Newfoundland meteorologist and politician

John Delaney (1811 – April 26, 1883) was an Irish-born civil servant, meteorologist and political figure in Newfoundland. He represented Placentia and St. Mary's in the Newfoundland and Labrador House of Assembly from 1848 to 1852 and from 1855 to 1860 as a Liberal.

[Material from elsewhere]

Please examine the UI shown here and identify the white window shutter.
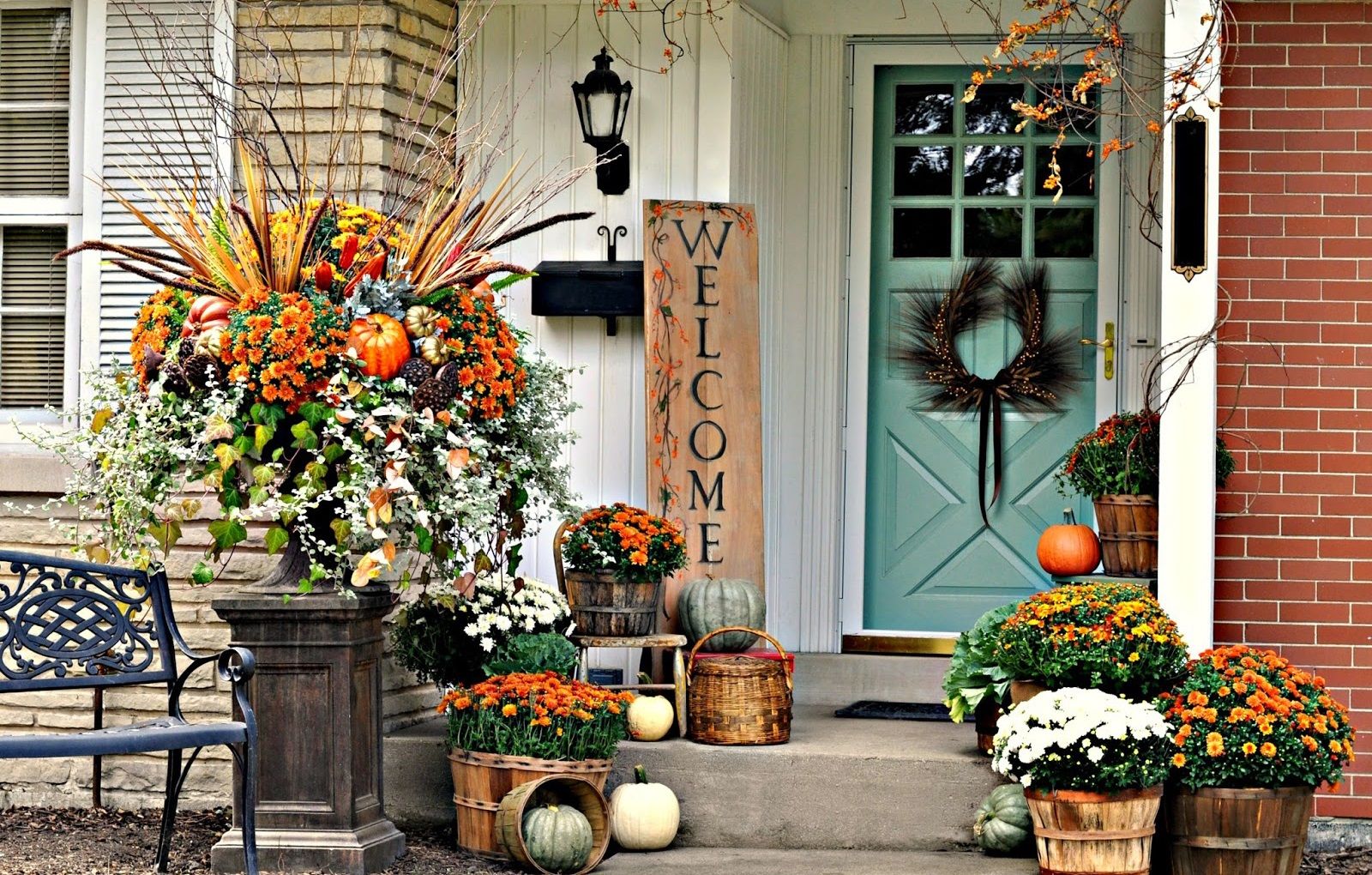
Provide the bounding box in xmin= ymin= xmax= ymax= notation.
xmin=0 ymin=9 xmax=71 ymax=196
xmin=0 ymin=225 xmax=67 ymax=408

He married Elizabeth Troy, the sister of Father Edward Troy, before coming to St. John's in 1831. Delaney was door-keeper for the House of Assembly from 1835 to 1843. In 1852, he was named keeper of the House of Assembly and, in 1853, surveyor of roads. He played an active role in the passing of the Postal Act in 1851. Delaney was defeated when he ran for reelection in 1852. In 1860, he was named postmaster general; Delaney improved mail service in Newfoundland, introducing delivery to all parts of the island and door-to-door delivery in St. John's. From 1857 to 1864 and from 1871 to 1873, Delaney, with assistance from his sons, recorded weather observations at St. John's and submitted them to the Smithsonian Institution as part of a record of North American climate. He also established six weather stations staffed by volunteers to record weather data to the Meteorological Office of Canada. In 1873, he was named a fellow of the Royal Meteorological Society. Delaney died in St. John's in 1883.